Orcia Doc: il vino che incanta operatori e wine lovers da tutto il mondo
26 Ott, 2018
Donatella Cinelli Colombini presidente Consorzio Orcia

 

Aprire le porte delle cantine per esportare in tutto il mondo i propri vini. Produrre vino in un territorio considerato tra i più belli e incontaminati al mondo può voler dire anche questo.
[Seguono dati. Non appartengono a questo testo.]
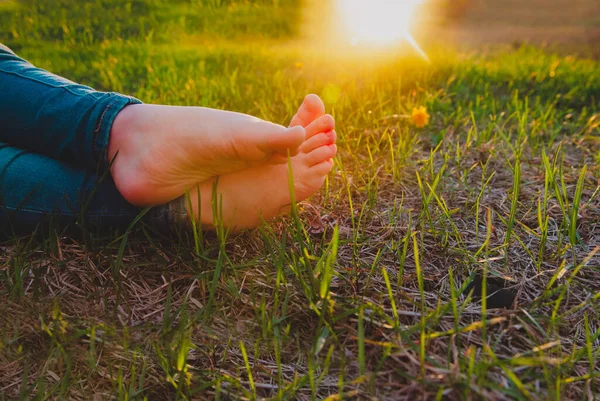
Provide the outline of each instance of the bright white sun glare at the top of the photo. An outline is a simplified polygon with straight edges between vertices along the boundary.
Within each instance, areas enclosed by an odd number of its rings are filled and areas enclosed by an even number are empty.
[[[421,0],[336,0],[343,36],[352,45],[387,47],[408,41],[427,58],[410,31]]]

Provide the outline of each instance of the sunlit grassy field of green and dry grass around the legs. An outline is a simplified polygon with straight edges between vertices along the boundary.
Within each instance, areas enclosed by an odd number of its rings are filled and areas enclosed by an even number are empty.
[[[316,93],[339,137],[321,192],[252,232],[2,240],[0,400],[600,398],[593,42],[361,57],[313,43],[318,14],[0,1],[0,42],[54,73],[282,124]]]

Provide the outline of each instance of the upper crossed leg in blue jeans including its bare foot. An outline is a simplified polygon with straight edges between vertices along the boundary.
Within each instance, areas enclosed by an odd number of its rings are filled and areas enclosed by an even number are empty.
[[[0,141],[92,170],[118,155],[113,180],[138,206],[166,203],[218,175],[285,163],[305,139],[302,127],[245,114],[133,104],[140,102],[68,81],[3,49],[0,93]]]

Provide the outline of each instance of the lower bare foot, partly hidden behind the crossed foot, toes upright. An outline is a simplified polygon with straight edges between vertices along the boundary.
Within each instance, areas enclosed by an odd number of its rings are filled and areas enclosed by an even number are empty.
[[[300,153],[292,157],[296,201],[302,201],[321,188],[333,166],[337,148],[335,122],[323,115],[321,99],[309,95],[292,124],[305,125],[307,140]],[[211,204],[215,178],[200,184],[201,218],[205,227],[213,227]],[[291,204],[287,165],[265,165],[219,177],[217,194],[222,199],[223,224],[233,230],[256,227],[262,220],[284,212]],[[191,194],[194,216],[198,216],[197,191]]]

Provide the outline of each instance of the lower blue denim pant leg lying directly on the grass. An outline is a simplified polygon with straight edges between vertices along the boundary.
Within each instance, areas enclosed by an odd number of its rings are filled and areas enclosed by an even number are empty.
[[[52,218],[59,227],[127,228],[142,212],[129,204],[110,175],[0,143],[0,233],[27,233]],[[144,219],[173,227],[172,206],[152,208]]]

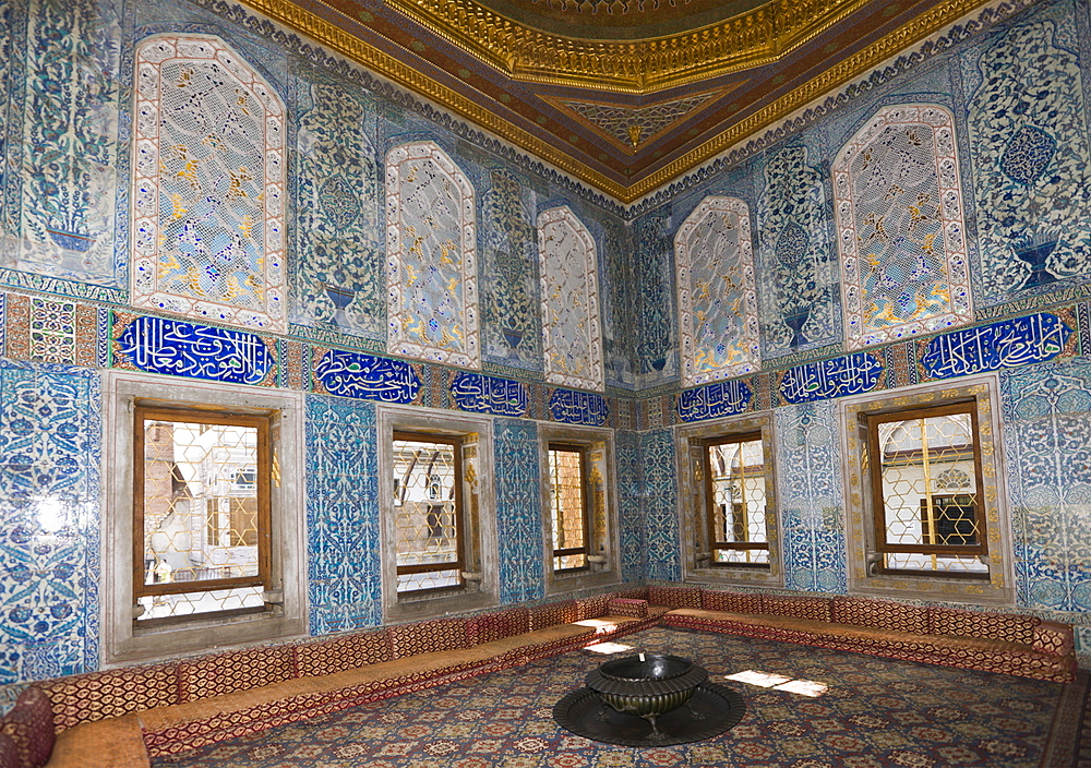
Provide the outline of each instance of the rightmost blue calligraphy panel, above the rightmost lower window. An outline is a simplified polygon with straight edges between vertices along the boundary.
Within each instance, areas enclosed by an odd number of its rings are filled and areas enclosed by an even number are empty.
[[[954,331],[928,341],[921,364],[933,379],[1044,362],[1060,355],[1072,329],[1042,312],[980,328]]]

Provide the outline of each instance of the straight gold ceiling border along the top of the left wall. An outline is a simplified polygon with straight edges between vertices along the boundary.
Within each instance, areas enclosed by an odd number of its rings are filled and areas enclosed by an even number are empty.
[[[444,109],[449,109],[476,125],[494,133],[500,139],[511,142],[524,152],[528,152],[544,163],[553,165],[559,170],[574,177],[594,189],[624,201],[626,187],[608,178],[603,173],[575,160],[572,156],[552,144],[548,144],[532,133],[513,125],[494,112],[461,95],[457,91],[442,85],[424,75],[399,59],[384,53],[374,46],[345,32],[336,24],[315,15],[291,2],[291,0],[239,0],[278,24],[307,35],[320,45],[325,46],[340,56],[386,77],[398,85],[432,99]]]

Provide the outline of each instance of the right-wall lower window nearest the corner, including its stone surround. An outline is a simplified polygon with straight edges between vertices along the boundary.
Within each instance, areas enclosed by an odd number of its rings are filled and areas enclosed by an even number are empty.
[[[687,581],[783,585],[770,413],[679,429]]]

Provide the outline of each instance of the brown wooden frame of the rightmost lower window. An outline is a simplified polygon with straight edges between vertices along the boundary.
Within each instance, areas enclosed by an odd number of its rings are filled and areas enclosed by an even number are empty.
[[[885,423],[890,423],[894,421],[911,421],[913,419],[927,419],[932,417],[939,416],[954,416],[964,413],[970,417],[970,431],[972,440],[972,453],[973,456],[973,467],[974,467],[974,482],[976,496],[976,504],[974,505],[974,518],[978,526],[979,535],[976,544],[936,544],[936,543],[922,543],[922,544],[899,544],[887,541],[887,526],[886,526],[886,497],[883,493],[883,447],[879,445],[879,425]],[[950,403],[940,406],[919,406],[898,410],[887,410],[878,413],[862,413],[861,419],[864,422],[864,427],[867,433],[867,454],[870,457],[870,466],[866,471],[871,476],[871,493],[872,493],[872,516],[873,516],[873,530],[875,531],[874,547],[875,551],[880,555],[885,554],[923,554],[923,555],[936,555],[936,556],[948,556],[948,557],[960,557],[960,556],[981,556],[984,557],[988,554],[988,528],[987,528],[987,515],[984,514],[984,505],[981,503],[982,489],[985,487],[982,477],[982,460],[981,460],[981,432],[978,424],[978,407],[974,400],[960,400],[957,403]],[[959,446],[955,446],[959,447]],[[971,446],[961,446],[963,449]],[[925,489],[927,493],[927,489]],[[935,497],[935,496],[933,496]],[[883,574],[914,574],[920,576],[939,576],[942,578],[987,578],[988,574],[960,574],[958,572],[948,571],[922,571],[922,569],[908,569],[908,568],[887,568],[880,563],[877,564],[876,571]]]

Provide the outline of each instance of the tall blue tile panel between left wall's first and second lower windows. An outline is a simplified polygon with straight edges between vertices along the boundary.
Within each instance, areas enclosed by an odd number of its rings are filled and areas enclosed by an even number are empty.
[[[371,403],[307,398],[307,577],[312,635],[382,623],[379,458]]]

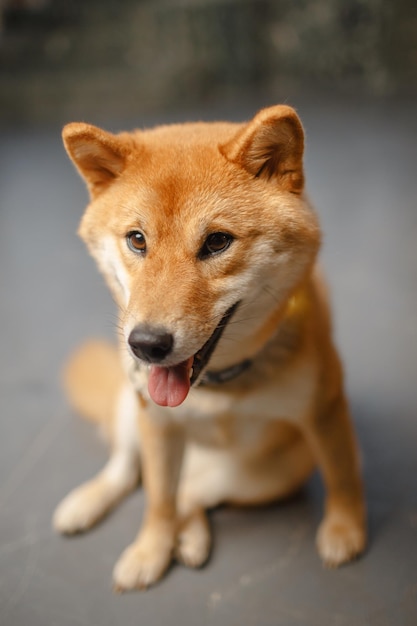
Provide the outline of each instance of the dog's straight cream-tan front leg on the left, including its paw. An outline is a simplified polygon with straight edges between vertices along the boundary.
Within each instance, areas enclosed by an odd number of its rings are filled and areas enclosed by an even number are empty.
[[[159,580],[171,562],[176,540],[184,427],[157,422],[142,411],[140,431],[147,508],[136,541],[116,563],[113,579],[118,591],[144,589]]]

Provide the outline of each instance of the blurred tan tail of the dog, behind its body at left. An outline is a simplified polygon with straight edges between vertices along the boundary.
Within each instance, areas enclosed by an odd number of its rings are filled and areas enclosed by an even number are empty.
[[[111,428],[124,381],[117,348],[99,340],[80,346],[63,372],[64,388],[72,407],[106,431]]]

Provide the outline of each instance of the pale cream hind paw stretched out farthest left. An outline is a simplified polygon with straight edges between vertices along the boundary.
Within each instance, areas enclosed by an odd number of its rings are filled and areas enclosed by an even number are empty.
[[[53,527],[65,535],[84,532],[103,517],[106,504],[101,489],[93,483],[81,485],[58,505],[52,519]]]

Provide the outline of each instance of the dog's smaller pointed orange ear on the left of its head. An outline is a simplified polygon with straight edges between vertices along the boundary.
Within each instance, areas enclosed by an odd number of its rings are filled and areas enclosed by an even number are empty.
[[[90,124],[64,126],[62,139],[69,157],[95,197],[123,171],[129,146],[121,136]]]

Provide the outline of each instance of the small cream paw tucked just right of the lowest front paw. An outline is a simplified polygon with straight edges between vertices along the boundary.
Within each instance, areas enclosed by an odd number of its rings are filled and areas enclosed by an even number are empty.
[[[204,511],[198,511],[184,521],[177,536],[175,556],[187,567],[201,567],[211,548],[211,534]]]

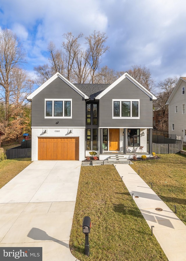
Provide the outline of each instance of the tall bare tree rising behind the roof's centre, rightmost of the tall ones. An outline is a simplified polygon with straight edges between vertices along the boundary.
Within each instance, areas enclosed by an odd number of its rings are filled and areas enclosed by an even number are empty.
[[[95,72],[101,62],[101,56],[109,49],[108,46],[105,46],[107,38],[106,33],[95,30],[91,35],[85,37],[85,43],[88,45],[92,83],[94,83]]]

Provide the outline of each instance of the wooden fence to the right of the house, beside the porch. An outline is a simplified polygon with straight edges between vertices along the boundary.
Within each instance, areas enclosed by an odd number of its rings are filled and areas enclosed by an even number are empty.
[[[147,151],[149,150],[149,144],[147,144]],[[165,143],[159,143],[159,144],[152,144],[152,152],[155,152],[156,154],[175,154],[180,152],[180,150],[183,150],[183,144],[165,144]]]

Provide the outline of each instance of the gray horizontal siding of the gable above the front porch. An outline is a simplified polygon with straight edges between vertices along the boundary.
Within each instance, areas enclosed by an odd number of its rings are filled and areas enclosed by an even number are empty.
[[[112,99],[140,99],[140,119],[112,119]],[[99,127],[153,126],[153,105],[150,97],[127,78],[117,84],[99,101]]]

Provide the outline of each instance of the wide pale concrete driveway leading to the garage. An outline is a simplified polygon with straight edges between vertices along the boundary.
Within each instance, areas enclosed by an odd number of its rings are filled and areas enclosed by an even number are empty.
[[[34,161],[0,189],[0,247],[42,247],[43,261],[69,250],[81,161]]]

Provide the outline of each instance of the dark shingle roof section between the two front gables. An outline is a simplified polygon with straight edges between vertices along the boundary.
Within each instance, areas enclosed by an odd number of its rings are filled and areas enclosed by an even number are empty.
[[[92,84],[92,83],[74,83],[74,85],[80,89],[84,94],[90,97],[90,100],[94,100],[94,98],[99,95],[102,91],[104,91],[110,84]]]

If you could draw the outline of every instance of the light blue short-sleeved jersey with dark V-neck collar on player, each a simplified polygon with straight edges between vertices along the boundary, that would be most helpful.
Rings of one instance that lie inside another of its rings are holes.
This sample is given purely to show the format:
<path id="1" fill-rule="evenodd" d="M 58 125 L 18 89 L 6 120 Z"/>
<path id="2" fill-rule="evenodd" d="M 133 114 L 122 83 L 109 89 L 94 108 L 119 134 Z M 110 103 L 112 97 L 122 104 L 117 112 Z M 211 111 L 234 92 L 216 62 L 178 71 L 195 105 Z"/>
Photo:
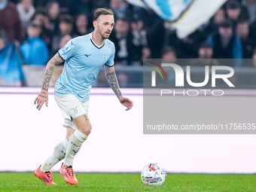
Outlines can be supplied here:
<path id="1" fill-rule="evenodd" d="M 58 51 L 59 56 L 65 60 L 65 65 L 56 81 L 54 94 L 74 94 L 81 102 L 88 102 L 90 88 L 101 67 L 104 64 L 114 66 L 114 52 L 114 44 L 108 39 L 98 47 L 93 42 L 92 33 L 72 38 Z"/>

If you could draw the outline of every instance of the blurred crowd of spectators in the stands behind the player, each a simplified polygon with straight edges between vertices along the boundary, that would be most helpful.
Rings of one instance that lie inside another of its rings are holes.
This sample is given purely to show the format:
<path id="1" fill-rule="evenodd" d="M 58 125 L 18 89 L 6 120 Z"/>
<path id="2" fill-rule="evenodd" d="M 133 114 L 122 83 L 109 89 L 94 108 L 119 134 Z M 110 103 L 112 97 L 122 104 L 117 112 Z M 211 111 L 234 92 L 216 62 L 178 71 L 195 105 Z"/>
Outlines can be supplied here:
<path id="1" fill-rule="evenodd" d="M 139 69 L 143 59 L 159 58 L 191 59 L 191 66 L 236 59 L 225 66 L 256 67 L 256 0 L 227 1 L 209 22 L 181 39 L 154 11 L 123 0 L 0 0 L 0 86 L 38 86 L 51 56 L 71 38 L 93 32 L 96 8 L 114 11 L 109 39 L 120 70 Z M 61 72 L 59 66 L 55 78 Z M 118 76 L 121 86 L 131 79 L 136 84 L 129 72 Z"/>

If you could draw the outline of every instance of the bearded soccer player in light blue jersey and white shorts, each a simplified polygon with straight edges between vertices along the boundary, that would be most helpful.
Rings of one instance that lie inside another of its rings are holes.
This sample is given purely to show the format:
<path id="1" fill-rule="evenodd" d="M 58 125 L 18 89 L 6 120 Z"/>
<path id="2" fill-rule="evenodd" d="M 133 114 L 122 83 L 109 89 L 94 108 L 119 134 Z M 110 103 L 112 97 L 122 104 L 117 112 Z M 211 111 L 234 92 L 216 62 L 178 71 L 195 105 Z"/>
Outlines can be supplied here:
<path id="1" fill-rule="evenodd" d="M 94 31 L 89 35 L 72 38 L 47 63 L 41 93 L 35 99 L 36 108 L 48 106 L 48 87 L 53 69 L 65 61 L 62 75 L 56 81 L 54 96 L 65 121 L 66 138 L 56 145 L 53 154 L 35 170 L 35 176 L 45 184 L 55 184 L 50 169 L 64 159 L 60 175 L 70 184 L 78 184 L 72 169 L 75 154 L 90 134 L 92 126 L 87 116 L 90 88 L 99 70 L 105 65 L 105 77 L 126 111 L 133 102 L 122 96 L 114 72 L 114 44 L 108 40 L 114 27 L 114 14 L 110 9 L 98 8 L 93 14 Z"/>

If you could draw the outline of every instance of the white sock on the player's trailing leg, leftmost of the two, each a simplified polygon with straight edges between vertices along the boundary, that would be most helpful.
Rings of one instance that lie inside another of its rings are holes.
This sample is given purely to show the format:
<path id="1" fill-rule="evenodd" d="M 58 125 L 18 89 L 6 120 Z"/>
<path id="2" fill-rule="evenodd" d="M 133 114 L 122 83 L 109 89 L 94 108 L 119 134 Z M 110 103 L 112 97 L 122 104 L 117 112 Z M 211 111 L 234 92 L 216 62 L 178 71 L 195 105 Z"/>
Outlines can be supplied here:
<path id="1" fill-rule="evenodd" d="M 48 159 L 41 165 L 41 172 L 50 172 L 50 169 L 56 165 L 60 160 L 64 159 L 66 156 L 66 149 L 68 148 L 69 142 L 65 138 L 60 142 L 53 150 L 53 154 L 48 157 Z"/>

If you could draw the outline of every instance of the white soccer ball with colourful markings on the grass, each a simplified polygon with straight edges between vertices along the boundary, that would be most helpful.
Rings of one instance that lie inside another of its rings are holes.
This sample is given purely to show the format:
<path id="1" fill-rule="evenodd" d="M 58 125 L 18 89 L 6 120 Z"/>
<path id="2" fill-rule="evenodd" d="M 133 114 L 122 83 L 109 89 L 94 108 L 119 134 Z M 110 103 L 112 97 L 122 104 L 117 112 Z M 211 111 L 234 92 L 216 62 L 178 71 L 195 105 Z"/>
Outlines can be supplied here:
<path id="1" fill-rule="evenodd" d="M 142 181 L 146 185 L 160 186 L 166 181 L 166 169 L 158 163 L 149 163 L 142 169 Z"/>

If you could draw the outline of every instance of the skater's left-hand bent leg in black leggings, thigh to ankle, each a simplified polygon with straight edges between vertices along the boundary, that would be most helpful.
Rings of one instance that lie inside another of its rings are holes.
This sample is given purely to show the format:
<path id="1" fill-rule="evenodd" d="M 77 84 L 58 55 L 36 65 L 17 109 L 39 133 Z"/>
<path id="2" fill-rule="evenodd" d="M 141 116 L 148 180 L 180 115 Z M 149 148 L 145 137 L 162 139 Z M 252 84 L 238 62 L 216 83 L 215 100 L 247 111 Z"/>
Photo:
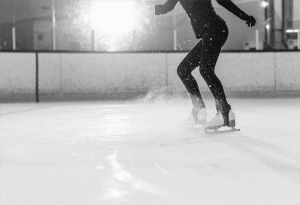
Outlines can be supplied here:
<path id="1" fill-rule="evenodd" d="M 197 81 L 192 76 L 192 71 L 200 64 L 201 47 L 202 40 L 200 40 L 200 42 L 185 56 L 177 69 L 177 74 L 184 83 L 185 88 L 192 99 L 192 103 L 194 105 L 193 112 L 197 112 L 201 108 L 205 108 Z"/>

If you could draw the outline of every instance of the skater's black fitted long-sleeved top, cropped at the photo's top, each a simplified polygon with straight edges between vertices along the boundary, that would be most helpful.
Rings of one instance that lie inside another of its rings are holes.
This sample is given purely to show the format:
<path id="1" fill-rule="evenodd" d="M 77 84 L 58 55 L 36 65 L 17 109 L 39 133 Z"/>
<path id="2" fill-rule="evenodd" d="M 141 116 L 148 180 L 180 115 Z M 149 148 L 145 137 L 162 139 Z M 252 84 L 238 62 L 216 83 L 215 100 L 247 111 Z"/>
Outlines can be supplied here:
<path id="1" fill-rule="evenodd" d="M 167 0 L 163 4 L 164 9 L 162 14 L 172 11 L 178 1 L 180 1 L 180 4 L 188 15 L 197 39 L 201 38 L 206 28 L 219 22 L 225 22 L 224 19 L 216 14 L 211 0 Z M 248 17 L 231 0 L 216 1 L 240 19 L 246 20 Z"/>

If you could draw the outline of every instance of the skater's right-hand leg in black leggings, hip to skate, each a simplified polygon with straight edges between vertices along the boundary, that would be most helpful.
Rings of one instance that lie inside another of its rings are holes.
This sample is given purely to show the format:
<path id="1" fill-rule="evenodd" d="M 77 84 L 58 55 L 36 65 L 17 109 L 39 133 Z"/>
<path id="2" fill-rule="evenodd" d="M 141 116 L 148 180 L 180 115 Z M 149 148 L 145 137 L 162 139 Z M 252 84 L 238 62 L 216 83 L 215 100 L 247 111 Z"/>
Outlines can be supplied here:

E’ con questo spirito che il Consorzio il Consorzio del Vino Orcia si appresta ad ospitare una delegazione di alcuni tra i più importanti blogger e influencer del settore provenienti dagli Usa e che dal 27 al 31 ottobre sarà in giro per il territorio della Doc alla scoperta delle cantine e delle persone che sono dietro a ogni etichetta. «Una giovane denominazione, la nostra, ma dalle grandi ambizioni e con una caratteristica unica e vantaggiosissima: per esportare le sue bottiglie non deve andare all’estero perché sono i wine lovers di tutto il mondo che arrivano nel suo meraviglioso territorio di produzione – spiega il presidente del Consorzio del Vino Orcia, Donatella Cinelli Colombini – e noi crediamo molto che il modo migliore per far parlare dei nostri vini sia capire da chi sono pensati e dove sono prodotti, in un ambientazione che non a caso è set ideale di colossal cinematografici internazionali, ma anche da dove provengono alcune delle eccellenze enogastronomiche più rinomate al mondo».

 

I wine blogger, provenienti da diversi stati degli Usa, sono in particolare specializzati nel wine tourism e visiteranno cantine e città d’arte, degusteranno i vini,  faranno il bagno nelle acque termali calde, saranno coinvolti in esperienze divertenti con il formaggio pecorino e la ricerca dei tartufi bianchi. «Un modo nuovo, quello incentrato sul digitale, per stimolare il turismo enoico e la fama di una denominazione che si autodefinisce  “Orcia il vino più bello del mondo” e che punta quindi sul legame, anche evocativo, con la sua splendida terra di origine», conclude Donatella Cinelli Colombini. Questa attività del Consorzio, che rientra tra le azioni dell’OCM, prosegue un importante lavoro che lo scorso anno portò a conoscere la denominazione due tra i primi 20 wine blogger degli Usa.

 

Orcia Doc: una denominazione che nasce nel territorio Unesco. Le uve che danno i vini della denominazione sono in gran parte coltivate in un territorio, la Val d’Orcia, che da qualche anno è stato riconosciuto come patrimonio Unesco. Non è un caso che tra i principali temi portati avanti dai produttori e dal Consorzio vi sia proprio quello della salvaguardia del paesaggio agricolo, uno tra i più belli del mondo. Un paesaggio dove ogni anno in media si registrano circa 1,4 milioni di presenze turistiche, con un milione di escursionisti. Molti sono anche gli stranieri che hanno case di proprietà nella zona e non a caso il 65% delle aziende vitivinicole dell’Orcia Doc è impegnata anche nell’ospitalità con un agriturismo o un servizio di ristorazione. Senza contare che la maggior parte di queste strutture è come un museo all’aria aperta, un “museo del paesaggio” con punti panoramici unici al mondo.  
I numeri della Doc. Nata nel febbraio del 2000, l’Orcia Doc raccoglie nella sua area di produzione dodici comuni a sud di Siena (Buonconvento, Castiglione d’Orcia, Pienza, Radicofani, San Quirico d’Orcia, Trequanda, parte dei territori di Abbadia San Salvatore, Chianciano Terme, Montalcino, San Casciano dei Bagni, Sarteano e Torrita di Siena). Il disciplinare di produzione prevede la tipologia “Orcia” (uve rosse con almeno il 60% di Sangiovese), l’”Orcia Sangiovese” (con almeno il 90% di Sangiovese) entrambe anche con la menzione Riserva in base a un prolungato invecchiamento (rispettivamente 24 e 30 mesi tra botte di legno e bottiglia). Fanno inoltre parte della Doc il bianco, il rosato e il Vin Santo. A oggi sono 153 gli ettari di vigneti dichiarati su un totale potenziale di 400 ettari. La produzione media annua si attesta intorno alle 240 mila bottiglie realizzate dalle circa 60 cantine nel territorio di cui oltre 40 socie del Consorzio di tutela che dal 2014 ha l’incarico di vigilanza e promozione Erga Omnes nei confronti di tutti i produttori della denominazione. Il Consorzio di tutela si occupa di promuovere la denominazione attraverso azioni varie, dal web alla segnaletica sul territorio, passando per incoming di giornalisti e buyers da tutto il mondo. Sono ormai di riferimento eventi territoriali tra cui l’Orcia Wine Festival.